Tuesday, February 19, 2019

The Image Book


THE IMAGE BOOK   ***

Jean-Luc Godard
2018


IDEA:  An essay film by Jean-Luc Godard.


BLURB:  In its anarchic stream of images, atonal rhythms, and general stream-of-consciousness formlessness, The Image Book evokes something of the sensory experience of media in the digital era. It is an archive by way of cuisinart, a corpus of images and sounds from the last century and a half that flicker and mutate with their own unruly life, their cultural origins often obfuscated by their sheer volume and intensity.
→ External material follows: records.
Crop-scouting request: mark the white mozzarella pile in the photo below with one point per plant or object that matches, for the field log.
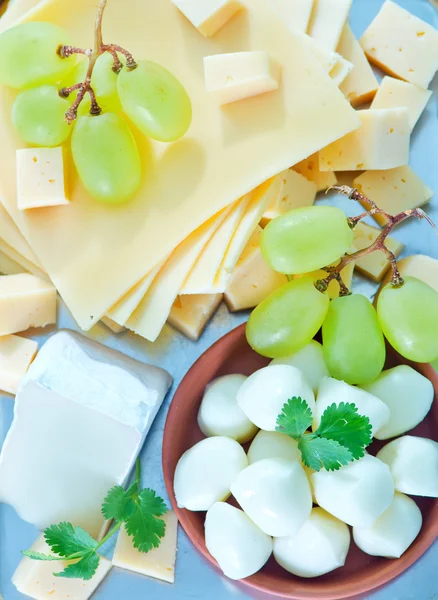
(276, 491)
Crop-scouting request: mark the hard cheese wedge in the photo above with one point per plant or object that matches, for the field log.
(158, 562)
(394, 190)
(184, 184)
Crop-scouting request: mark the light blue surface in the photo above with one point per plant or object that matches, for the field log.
(195, 578)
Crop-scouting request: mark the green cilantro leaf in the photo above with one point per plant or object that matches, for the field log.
(295, 418)
(343, 424)
(321, 453)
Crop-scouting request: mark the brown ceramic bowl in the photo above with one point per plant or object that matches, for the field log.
(361, 573)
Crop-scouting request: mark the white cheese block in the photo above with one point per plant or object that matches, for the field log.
(395, 93)
(40, 178)
(93, 405)
(382, 142)
(158, 562)
(239, 75)
(402, 44)
(25, 301)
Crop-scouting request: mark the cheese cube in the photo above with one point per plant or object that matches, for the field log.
(191, 313)
(25, 301)
(375, 265)
(361, 84)
(395, 93)
(208, 16)
(402, 45)
(238, 75)
(394, 190)
(40, 178)
(295, 192)
(253, 279)
(158, 562)
(35, 578)
(382, 142)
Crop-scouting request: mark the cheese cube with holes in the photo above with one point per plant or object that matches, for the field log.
(16, 354)
(40, 178)
(402, 44)
(158, 562)
(375, 264)
(395, 93)
(25, 301)
(382, 142)
(35, 578)
(238, 75)
(394, 190)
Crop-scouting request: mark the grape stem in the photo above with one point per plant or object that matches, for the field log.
(334, 272)
(93, 54)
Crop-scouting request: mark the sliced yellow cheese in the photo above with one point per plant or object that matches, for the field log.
(402, 44)
(382, 142)
(158, 562)
(16, 354)
(361, 84)
(185, 183)
(393, 92)
(394, 190)
(375, 264)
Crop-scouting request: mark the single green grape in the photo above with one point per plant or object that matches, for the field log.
(39, 116)
(29, 55)
(408, 316)
(353, 342)
(306, 239)
(288, 319)
(106, 157)
(155, 101)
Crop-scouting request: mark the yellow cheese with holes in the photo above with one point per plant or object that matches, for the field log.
(16, 354)
(402, 44)
(393, 191)
(382, 142)
(375, 264)
(187, 182)
(393, 92)
(361, 84)
(158, 562)
(253, 279)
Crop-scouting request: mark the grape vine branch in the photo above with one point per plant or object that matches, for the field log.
(93, 54)
(334, 272)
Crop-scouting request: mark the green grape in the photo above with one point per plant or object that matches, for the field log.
(353, 343)
(29, 55)
(408, 316)
(306, 239)
(288, 319)
(39, 116)
(155, 101)
(106, 157)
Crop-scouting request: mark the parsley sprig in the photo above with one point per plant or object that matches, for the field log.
(140, 510)
(341, 437)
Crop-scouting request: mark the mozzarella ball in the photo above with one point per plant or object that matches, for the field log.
(320, 546)
(393, 532)
(357, 493)
(238, 545)
(266, 391)
(413, 463)
(310, 361)
(205, 473)
(275, 494)
(219, 413)
(333, 391)
(271, 444)
(407, 394)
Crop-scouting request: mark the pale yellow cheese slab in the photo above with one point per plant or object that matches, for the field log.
(191, 180)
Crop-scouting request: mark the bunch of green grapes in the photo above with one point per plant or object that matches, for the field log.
(353, 331)
(104, 149)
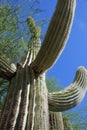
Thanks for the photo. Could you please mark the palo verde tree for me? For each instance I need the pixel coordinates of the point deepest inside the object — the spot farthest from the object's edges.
(28, 102)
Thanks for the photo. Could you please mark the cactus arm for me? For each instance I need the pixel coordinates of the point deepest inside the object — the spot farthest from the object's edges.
(56, 36)
(72, 95)
(7, 69)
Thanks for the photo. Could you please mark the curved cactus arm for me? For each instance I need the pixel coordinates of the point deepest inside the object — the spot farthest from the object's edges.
(7, 69)
(56, 36)
(72, 95)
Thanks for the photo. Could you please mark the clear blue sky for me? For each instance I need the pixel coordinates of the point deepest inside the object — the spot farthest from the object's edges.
(75, 52)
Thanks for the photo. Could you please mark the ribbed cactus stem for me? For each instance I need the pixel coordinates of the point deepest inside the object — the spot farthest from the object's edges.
(26, 105)
(56, 121)
(56, 36)
(72, 95)
(7, 69)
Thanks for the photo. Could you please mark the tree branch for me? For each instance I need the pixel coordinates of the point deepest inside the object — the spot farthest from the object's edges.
(56, 36)
(7, 69)
(72, 95)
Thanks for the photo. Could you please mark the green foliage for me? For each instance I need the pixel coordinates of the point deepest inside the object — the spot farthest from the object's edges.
(11, 42)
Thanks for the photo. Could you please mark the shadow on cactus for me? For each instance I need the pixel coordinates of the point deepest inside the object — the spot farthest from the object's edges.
(28, 102)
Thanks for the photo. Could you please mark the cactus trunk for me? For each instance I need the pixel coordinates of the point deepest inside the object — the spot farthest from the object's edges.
(28, 102)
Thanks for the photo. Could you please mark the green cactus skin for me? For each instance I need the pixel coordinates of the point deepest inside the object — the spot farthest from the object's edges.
(7, 69)
(72, 95)
(28, 102)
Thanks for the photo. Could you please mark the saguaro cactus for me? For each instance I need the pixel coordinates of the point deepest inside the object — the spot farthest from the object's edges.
(28, 102)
Godard’s digital-montage frenzy both embodies and eulogizes our hyper-mediated world; if the superfluity of his images, on one hand, speaks to an excess visuality that has overtaken our social and perceptual economies, their disjunctive presentation simultaneously refigures them as signs of a world lost to fracture, apathy, and violence. And if there is any consistent language in the erratic syntax of The Image Book, it is that of this fragmentation, manifested formally in randomly dropped soundtracks and abruptly curtailed video, and textually in the loaded images of historical atrocity, whether news-based or fictional, that conflate real-world violence with the violence of its representation. Because Godard does not hierarchize these images – viral videos freely mix with ISIS footage and classic Hollywood – we are left with a disconcerting sense of how mass-mediated images tend to flatten their contents, a desensitization Godard partly redresses in his jarring de- and re-contextualizations and myriad audiovisual manipulations. Whether the director is simply replicating the disorienting deluge of this media or engaging with it in a more politically efficacious way is sometimes questionable, but his beliefs about the cyclical failings of Western civilization, most explicitly communicated through raspily emphatic voice-over, remain unmistakable. The Image Book may be a repository of and meditation on the images that have marked the last century, but it is also a glimpse into the mind of this legendary artist, filled with his customary navel-gazing pomposity, ingenuity, and wearied but ever-revolutionary spirit.